We have a deck of $2n$ cards.
We will shuffle it in a particular way:
Split the deck into a lower half $A$ and an upper half $B$. Each will have $n$ cards.
Merge $A$ and $B$ to create a new deck $C$, such that all cards in $A$ are in the same order in $A$ as in $C$, and all cards in $B$ are in the same order in $B$ as in $C$.
Equivalently:
Split the deck into a lower half $A$ and an upper half $B$. Each will have $n$ cards.
Create an empty new deck. Take one card either from the bottom of $A$ or the bottom of $B$, and add it to the top of the new deck. Repeat until $A$ and $B$ are empty.
For example, this is a valid shuffle for $n=5$:
Start: $[1, 2, 3, 4, 5, 6, 7, 8, 9, 10]$
Split: $A=[1, 2, 3, 4, 5], B=[6, 7, 8, 9, 10]$
Merge: $[1, 6, 7, 2, 3, 4, 8, 5, 9, 10]$
Let $P(n, m)$ be the number of possible permutations of a deck of cards after shuffling in this way $m$ times.
What is $P(n, m)$?
I tried the first few cases in hopes that I might stumble upon a formula, but I got stuck at $m=2$.
$m=0$
There is only one possible permutation of the deck, which is whatever it starts as.
$P(n, 0)=1$
$m=1$
With only one shuffle, every possible shuffle produces a different end permutation. By the second definition of the shuffle, we can uniquely select a shuffle by picking which $n$ of the $2n$ final positions will come from $A$, or equivalently, from $B$. For each such combination there is one shuffle.
$P(n, 1)=\binom{2n}{n}$
$m=2$
At this point I'm stumped. I think the basic combinatorics I used so far won't work for $m\ge 2$.

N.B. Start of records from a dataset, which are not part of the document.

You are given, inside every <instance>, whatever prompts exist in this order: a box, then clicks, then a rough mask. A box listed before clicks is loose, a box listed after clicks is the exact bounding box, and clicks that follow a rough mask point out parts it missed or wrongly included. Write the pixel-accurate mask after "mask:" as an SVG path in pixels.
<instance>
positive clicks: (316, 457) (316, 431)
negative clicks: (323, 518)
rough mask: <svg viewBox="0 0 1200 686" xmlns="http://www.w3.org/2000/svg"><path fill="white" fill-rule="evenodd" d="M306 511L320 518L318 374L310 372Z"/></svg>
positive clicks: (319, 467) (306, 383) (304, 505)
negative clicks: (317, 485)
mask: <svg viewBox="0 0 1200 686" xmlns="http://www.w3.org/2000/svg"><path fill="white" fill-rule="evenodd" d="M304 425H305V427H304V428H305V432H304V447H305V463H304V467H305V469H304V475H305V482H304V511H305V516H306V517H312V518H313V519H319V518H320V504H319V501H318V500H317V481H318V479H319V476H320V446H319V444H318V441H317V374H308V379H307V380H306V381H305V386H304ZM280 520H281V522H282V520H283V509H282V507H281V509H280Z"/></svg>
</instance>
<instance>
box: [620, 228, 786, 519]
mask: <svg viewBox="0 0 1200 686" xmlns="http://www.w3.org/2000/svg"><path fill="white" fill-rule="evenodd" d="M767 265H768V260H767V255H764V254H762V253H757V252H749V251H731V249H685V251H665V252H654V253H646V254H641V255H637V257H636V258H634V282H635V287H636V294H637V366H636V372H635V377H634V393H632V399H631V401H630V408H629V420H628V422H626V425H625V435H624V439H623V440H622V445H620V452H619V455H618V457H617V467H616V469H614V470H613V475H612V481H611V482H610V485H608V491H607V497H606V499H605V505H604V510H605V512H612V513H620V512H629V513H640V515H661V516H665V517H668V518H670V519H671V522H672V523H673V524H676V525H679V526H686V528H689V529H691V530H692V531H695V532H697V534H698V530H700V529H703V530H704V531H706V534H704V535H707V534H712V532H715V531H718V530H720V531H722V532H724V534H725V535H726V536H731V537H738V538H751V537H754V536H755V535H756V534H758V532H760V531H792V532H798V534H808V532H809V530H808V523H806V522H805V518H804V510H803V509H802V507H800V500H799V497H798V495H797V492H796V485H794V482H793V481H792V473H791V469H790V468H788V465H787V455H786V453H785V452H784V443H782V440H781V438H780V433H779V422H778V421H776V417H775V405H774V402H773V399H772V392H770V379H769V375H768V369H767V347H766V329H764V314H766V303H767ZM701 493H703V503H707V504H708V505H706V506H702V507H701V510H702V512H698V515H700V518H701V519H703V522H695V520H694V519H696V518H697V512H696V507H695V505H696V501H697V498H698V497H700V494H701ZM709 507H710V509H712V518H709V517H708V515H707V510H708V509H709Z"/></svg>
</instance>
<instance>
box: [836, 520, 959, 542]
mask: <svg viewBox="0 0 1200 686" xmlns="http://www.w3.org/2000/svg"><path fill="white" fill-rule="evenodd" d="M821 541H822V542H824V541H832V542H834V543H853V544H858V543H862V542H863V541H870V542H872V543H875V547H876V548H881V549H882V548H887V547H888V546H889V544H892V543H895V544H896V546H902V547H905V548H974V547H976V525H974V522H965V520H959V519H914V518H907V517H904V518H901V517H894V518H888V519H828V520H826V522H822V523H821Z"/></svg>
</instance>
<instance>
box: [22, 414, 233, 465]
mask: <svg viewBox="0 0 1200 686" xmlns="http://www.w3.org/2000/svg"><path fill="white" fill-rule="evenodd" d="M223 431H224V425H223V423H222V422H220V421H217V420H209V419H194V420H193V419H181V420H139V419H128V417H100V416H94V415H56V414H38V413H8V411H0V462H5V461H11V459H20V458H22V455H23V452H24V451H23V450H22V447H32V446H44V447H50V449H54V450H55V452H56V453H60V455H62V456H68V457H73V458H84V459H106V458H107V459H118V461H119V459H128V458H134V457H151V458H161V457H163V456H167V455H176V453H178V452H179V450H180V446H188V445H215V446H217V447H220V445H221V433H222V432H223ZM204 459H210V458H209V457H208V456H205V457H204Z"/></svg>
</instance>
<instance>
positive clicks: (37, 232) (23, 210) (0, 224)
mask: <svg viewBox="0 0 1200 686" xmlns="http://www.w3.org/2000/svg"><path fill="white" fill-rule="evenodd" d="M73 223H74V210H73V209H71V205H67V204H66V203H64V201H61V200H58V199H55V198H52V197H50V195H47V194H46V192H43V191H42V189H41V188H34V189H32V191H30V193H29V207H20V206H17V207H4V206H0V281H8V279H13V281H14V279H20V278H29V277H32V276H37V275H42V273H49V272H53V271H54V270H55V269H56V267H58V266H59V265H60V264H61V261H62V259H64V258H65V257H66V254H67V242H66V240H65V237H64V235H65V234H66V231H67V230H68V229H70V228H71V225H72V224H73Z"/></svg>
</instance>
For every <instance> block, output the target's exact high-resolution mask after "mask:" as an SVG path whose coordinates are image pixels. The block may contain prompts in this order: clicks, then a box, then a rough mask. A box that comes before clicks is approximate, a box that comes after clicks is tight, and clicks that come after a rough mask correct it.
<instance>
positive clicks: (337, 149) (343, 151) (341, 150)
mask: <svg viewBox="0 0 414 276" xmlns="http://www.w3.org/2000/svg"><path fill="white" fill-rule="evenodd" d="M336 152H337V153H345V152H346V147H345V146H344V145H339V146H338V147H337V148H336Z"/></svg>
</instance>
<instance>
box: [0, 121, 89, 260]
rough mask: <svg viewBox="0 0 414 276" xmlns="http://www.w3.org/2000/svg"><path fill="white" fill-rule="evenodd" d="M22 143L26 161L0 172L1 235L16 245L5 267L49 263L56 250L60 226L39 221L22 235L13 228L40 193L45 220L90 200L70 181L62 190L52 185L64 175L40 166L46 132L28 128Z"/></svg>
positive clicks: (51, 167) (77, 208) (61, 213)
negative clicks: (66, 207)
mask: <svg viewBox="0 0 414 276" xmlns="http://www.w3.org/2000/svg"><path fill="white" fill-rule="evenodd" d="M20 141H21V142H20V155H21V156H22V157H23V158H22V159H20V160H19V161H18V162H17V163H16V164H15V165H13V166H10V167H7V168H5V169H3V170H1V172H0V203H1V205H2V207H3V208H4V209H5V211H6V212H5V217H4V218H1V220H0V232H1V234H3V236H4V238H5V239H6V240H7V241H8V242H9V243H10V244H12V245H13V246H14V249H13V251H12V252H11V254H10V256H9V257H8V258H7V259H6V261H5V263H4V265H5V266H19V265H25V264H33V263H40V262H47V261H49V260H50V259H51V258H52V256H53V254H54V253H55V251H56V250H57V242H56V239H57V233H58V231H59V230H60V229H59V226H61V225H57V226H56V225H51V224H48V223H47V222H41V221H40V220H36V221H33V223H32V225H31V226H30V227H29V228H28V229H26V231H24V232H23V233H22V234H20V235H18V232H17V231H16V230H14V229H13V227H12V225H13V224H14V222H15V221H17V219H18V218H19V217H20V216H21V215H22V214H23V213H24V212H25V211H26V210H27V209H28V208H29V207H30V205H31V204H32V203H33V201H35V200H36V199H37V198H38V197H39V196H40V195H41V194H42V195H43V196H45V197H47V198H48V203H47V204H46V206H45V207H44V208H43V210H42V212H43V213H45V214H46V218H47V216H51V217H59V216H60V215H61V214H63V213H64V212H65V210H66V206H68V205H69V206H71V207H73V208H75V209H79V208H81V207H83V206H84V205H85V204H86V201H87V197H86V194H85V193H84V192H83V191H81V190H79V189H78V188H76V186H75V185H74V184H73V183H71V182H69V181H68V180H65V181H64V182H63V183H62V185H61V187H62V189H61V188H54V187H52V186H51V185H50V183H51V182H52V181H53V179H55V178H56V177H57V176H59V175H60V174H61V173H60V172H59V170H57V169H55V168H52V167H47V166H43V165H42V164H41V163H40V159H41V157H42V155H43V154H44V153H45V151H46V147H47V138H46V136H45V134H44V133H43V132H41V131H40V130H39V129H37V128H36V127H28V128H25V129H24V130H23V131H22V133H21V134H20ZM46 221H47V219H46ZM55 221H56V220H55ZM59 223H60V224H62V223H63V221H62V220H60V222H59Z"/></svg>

We may define a shuffle operator $p$ which for a permutation produces the set of permutations reachable by one shuffle. We may then define it for a set of permutations like so:
$p\{v_1,v_2,v_3,\cdots,v_k\}=pv_1\cup pv_2\cup pv_3\cup \cdots \cup pv_k$
Then we can define our permutations counting function based on this shuffle operator and the identity permutation:
$P(n, m) = |p^m I_n|$
This is pretty much the problem statement, so it wouldn't count as a solution.
At each application of $p$ after the first, some permutations will be produced multiple times. I would try the overcounting method but I don't know which permutations will be duplicated and how many times. I don't think a working solution would be based on overcounting, since there is a bound $P(n,m)\le (2n)!$ but no bound on the overcount, and it seems silly to subtract a huge number of duplicates from a huge overcount to get a comparatively small true count.